Conflict: The Pathway to Growth
BY: T. Franklin Murphy |May 2018
Growing with Resistance
Our plans are disrupted. Circumstances interfere with our intentions. Life will always intrude, demanding adjustments and reconciliations.
We waddle through our days following plans and reaching for goals. But just as we seem to be making headway, the unplanned disaster strikes, swooping down unannounced, and disrupting our progress. Those who skillfully navigate conflict succeed; those who don’t wither in frustration. Depending on our approach, we grow or shrink with these inevitable setbacks. We shouldn’t seek conflict; but should expect that the naturally occurring conflicts will arise, demanding additional resources and patience. During discomforting conflict, we must keep focused on the goal, determining a new path to overcome the nasty unplanned interference. Our approach molds the nature of the experience—for growth or deterioration.
Life doesn’t conform to our wishes; no matter how noble those wishes. Our partner, children, friends, and coworkers shouldn’t be treated as pawns in our private game, forced to conform or be damned. They have their own plans, hopes and desires that need attention for their sense of purpose and well-being. We live amid others, with their own individual plans, our lives constantly bump and collide with the lives of others. Ignoring all plans except for our own, narrows our view and creates countless disappointments. Self-focused, excluding the impact of others on experience, ignores the ever-present complexity of this living. To master life, achieving our intentions, we must successfully work through the conflicts of different ideas, believes, and goals. If we refuse to see beyond our own hopes, we limit essential relationships. If we open our minds to accept our role in society as a part and not the whole, we broaden our views to creatively work through interpersonal conflicts. From this heightened perspective, we learn the art of compromise.
Conflict—by its very nature—creates discomfort. We feel discomfort when plans, wants, or believes are challenged. The purpose of discomfort is to direct attention to the conflict. The goal isn’t to eliminate the conflict through manipulation or attack but to reconcile with the new demands. We adjust, adapting to a world that is not programmed to bow to our individual needs. We live in a vast universe that supports societies of people and countless living organisms. Frankly, we are not intelligent enough to run the universe, considering the complexity and the impact of each choice, if everything flowed to our wishes, I suspect the universe would cease to exist in short order.
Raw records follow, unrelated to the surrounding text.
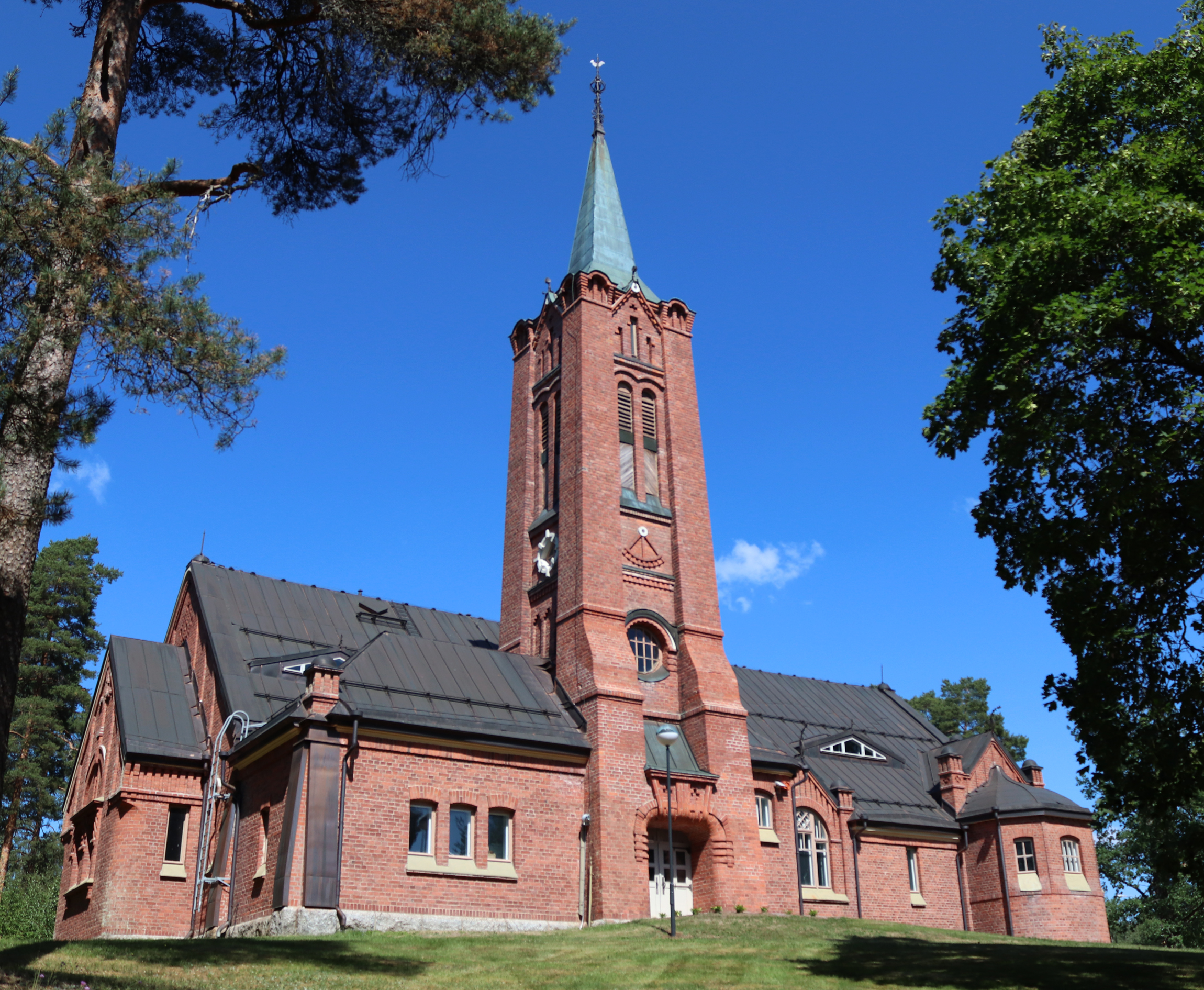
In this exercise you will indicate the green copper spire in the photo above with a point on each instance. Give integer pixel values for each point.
(601, 242)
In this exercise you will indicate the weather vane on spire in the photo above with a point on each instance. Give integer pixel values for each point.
(597, 86)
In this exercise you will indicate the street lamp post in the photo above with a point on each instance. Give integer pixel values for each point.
(667, 735)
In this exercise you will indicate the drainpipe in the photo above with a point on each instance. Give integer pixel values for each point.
(856, 866)
(236, 812)
(1004, 872)
(961, 889)
(794, 834)
(352, 752)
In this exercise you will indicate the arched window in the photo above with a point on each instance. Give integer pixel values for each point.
(1072, 865)
(1026, 865)
(627, 440)
(652, 480)
(812, 843)
(645, 648)
(544, 438)
(764, 811)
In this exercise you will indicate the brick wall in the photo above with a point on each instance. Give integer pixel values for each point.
(1055, 911)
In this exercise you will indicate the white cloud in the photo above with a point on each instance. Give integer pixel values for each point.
(751, 564)
(94, 475)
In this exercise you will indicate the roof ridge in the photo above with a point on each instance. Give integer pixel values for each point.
(340, 591)
(802, 677)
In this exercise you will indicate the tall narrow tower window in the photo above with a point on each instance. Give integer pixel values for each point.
(544, 472)
(652, 480)
(627, 439)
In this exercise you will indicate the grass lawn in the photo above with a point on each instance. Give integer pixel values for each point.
(711, 952)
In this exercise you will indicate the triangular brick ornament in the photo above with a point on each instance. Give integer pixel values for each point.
(642, 553)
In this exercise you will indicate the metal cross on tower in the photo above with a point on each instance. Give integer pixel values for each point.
(597, 87)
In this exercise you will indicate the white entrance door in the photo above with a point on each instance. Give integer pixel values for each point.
(661, 875)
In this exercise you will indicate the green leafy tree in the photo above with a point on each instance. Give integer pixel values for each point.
(62, 642)
(1150, 905)
(961, 708)
(317, 91)
(1077, 350)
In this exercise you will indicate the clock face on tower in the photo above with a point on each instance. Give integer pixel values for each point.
(546, 554)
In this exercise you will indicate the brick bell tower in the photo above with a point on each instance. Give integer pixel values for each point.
(608, 568)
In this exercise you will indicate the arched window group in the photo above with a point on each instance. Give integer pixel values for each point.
(813, 851)
(645, 648)
(649, 443)
(549, 452)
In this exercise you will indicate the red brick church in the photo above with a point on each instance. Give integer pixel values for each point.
(295, 759)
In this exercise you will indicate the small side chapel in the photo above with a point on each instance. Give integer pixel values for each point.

The force of others and nature keep us in check.
Many avoid conflict. The discomfort provokes overwhelming anxieties. Instead of risking the intrusion of unplanned challenges, they conform. But avoiding discomfort limits experience, discounting personal fulfillment of improvement to the humble following of what society or a partner determines is best. Sometimes conformity is good; other times limiting—or even destructive. A thoughtful approach to the challenges of balancing the self with others invites a deeper examination of personal beliefs, thoughts, and behaviors, expanding our understanding of alternate views. This requires openness to change, learning to soothe the disquieting anxieties as we muddle our way through paths that are slightly grown over and full of unplanned surprises.
"We adjust, adapting to a world that is not programmed to bow to our individual needs."
A new skill of human interaction is required. When the path is blocked by the plans of another, instead of listening to contend, we must listen to understand, trying to comprehend their stance, purpose and goal. Our reactions to these natural conflicts determine success or failure. We must remind ourselves we are only an infinitesimal part of a boundless cosmic environment. How we fit in, how we maneuver around and through the conflicts is the experience of living. The pathway to growth always is through successful management of conflicts.